Techniques for Video Loss Concealment


Techniques for Video Loss Concealment

Most video codecs use interframe compression, sending occasional full frames and many intermediate frames as updates to the parts of the frame that have changed or moved, as shown in Figure 8.8. This technique, known as predictive coding because each frame is predicted on the basis of the preceding frame, is essential for good compression.

Figure 8.8. Basic Operation of Video Codecs

graphics/08fig08.gif

Predictive coding has several consequences for loss concealment. The first is that loss of an intermediate frame may affect only part of a frame, rather than the whole frame (similar effects occur when a frame is split across multiple packets, some of which are lost). For this reason, concealment algorithms must be able to repair damaged regions of an image, as well as replace an entire lost image. A common way of doing this is through motion-compensated repetition.

The other consequence of predictive coding is that frames are no longer independent. This means that loss of data in one frame may affect future frames, making loss concealment more difficult. This problem is discussed in the section titled Dependency Reduction later in this chapter, along with possible solutions.

Motion-Compensated Repetition

One of the widely used techniques for video loss concealment is repetition in the time domain. When loss occurs, the part of the frame affected by the loss is replaced with a repeat of the preceding frame. Because most video codecs are block based, and the missing data will often constitute only a small part of the image, this type of repair is usually acceptable.

Of course, repetition works only if the image is relatively constant. If there is significant motion between frames, repeating a portion of the preceding frame will give noticeable visual artifacts. If possible, it is desirable to detect the motion and try to compensate for it when concealing the effects of loss. In many cases this is easier than might be imagined because common video codecs allow the sender to use motion vectors to describe changes in the image, rather than sending a new copy of moved blocks.

If only a single block of the image is lost, a receiver may use the motion vectors associated with the surrounding blocks to infer the correct position for the missing block, on the basis of the preceding packet. For example, Figure 8.9 shows how the motion of a single missing block of the image can be inferred. If the highlighted block is lost, the original position can be derived because the motion is likely the same as that for the surrounding blocks.

Figure 8.9. Motion-Compensated Repetition of a Missing Video Block

graphics/08fig09.gif

Motion-compensated repetition relies on loss affecting only a part of the image. This makes it well suited to network transport that corrupts single bits in the image, but less suited to transport over IP networks that lose packets containing several, most likely adjacent, blocks.
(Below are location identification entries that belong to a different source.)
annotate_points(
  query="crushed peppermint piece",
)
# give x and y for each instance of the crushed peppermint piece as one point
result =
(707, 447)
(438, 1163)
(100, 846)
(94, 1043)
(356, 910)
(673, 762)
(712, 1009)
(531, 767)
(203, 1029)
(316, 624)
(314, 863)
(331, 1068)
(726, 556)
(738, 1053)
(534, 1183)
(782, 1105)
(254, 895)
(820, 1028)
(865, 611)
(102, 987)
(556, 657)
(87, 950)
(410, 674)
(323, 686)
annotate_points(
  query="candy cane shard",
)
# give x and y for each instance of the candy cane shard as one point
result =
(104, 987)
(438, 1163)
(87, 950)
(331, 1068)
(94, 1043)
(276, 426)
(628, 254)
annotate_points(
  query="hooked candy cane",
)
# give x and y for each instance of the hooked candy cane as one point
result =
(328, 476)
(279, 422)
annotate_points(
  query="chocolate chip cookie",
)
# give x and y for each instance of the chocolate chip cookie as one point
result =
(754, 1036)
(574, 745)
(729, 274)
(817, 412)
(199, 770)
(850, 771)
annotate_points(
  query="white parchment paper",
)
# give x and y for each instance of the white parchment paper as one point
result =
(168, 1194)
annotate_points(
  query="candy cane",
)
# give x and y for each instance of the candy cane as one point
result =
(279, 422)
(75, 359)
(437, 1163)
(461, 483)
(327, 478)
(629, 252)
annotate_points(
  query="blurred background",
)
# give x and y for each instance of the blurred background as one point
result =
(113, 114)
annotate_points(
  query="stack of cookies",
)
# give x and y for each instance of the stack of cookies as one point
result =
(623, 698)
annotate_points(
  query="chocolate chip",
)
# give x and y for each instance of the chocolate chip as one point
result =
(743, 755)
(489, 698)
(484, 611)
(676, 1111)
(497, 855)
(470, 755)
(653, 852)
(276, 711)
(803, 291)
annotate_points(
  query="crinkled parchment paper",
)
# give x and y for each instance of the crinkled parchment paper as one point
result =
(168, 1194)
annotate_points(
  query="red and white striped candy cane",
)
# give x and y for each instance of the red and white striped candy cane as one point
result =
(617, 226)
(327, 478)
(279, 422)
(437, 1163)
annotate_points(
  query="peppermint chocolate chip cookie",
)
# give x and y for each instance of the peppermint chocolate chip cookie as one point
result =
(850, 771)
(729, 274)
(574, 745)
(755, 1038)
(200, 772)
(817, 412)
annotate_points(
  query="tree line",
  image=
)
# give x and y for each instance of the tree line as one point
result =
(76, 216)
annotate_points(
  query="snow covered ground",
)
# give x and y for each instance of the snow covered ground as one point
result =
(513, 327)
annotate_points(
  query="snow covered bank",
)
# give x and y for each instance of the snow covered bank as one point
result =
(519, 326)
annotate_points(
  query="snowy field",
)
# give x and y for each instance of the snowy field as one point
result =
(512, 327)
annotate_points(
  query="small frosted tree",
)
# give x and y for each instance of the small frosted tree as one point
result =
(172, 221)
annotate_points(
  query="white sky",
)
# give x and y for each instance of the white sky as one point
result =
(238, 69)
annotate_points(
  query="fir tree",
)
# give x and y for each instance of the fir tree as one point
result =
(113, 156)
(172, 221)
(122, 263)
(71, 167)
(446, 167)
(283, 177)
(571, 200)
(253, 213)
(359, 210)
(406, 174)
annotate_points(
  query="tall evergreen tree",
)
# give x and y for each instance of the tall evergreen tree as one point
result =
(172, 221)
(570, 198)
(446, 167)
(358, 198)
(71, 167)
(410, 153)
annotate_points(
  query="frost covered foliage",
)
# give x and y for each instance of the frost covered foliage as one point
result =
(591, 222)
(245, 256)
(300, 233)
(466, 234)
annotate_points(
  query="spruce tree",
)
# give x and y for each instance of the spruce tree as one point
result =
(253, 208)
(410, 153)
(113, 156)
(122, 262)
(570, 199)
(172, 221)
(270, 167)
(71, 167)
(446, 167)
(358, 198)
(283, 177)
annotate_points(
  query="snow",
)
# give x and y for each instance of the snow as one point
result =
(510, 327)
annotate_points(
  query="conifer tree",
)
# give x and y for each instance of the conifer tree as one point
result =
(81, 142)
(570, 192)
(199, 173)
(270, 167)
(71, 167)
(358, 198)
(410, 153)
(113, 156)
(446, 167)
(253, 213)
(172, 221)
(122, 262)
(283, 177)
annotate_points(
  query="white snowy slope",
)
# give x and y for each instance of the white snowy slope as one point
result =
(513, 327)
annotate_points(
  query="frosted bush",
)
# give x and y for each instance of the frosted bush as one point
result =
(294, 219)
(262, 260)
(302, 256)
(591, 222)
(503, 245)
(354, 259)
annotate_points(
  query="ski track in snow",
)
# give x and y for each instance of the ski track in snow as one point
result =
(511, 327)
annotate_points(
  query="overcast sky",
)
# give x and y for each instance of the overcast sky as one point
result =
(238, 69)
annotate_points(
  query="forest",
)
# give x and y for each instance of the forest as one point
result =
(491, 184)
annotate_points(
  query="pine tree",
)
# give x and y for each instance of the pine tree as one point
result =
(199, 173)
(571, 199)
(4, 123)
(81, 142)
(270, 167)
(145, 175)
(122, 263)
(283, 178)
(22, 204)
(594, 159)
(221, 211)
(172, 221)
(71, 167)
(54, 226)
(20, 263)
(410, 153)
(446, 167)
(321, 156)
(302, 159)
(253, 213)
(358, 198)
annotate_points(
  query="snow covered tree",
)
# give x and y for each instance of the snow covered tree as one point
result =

Interleaving ”discussed later in this chapter ”is one solution to this problem; another is to use the motion vectors from the preceding frame to infer the motion in the current frame, as shown in Figure 8.10. The assumption here is that motion is smooth and continuous across frames ”an assumption that is not unreasonable in many environments.

Figure 8.10. Inferred Motion across Frames

graphics/08fig10.gif

The two schemes can work together, inferring lost data either from other blocks in the current frame or from the previous frame.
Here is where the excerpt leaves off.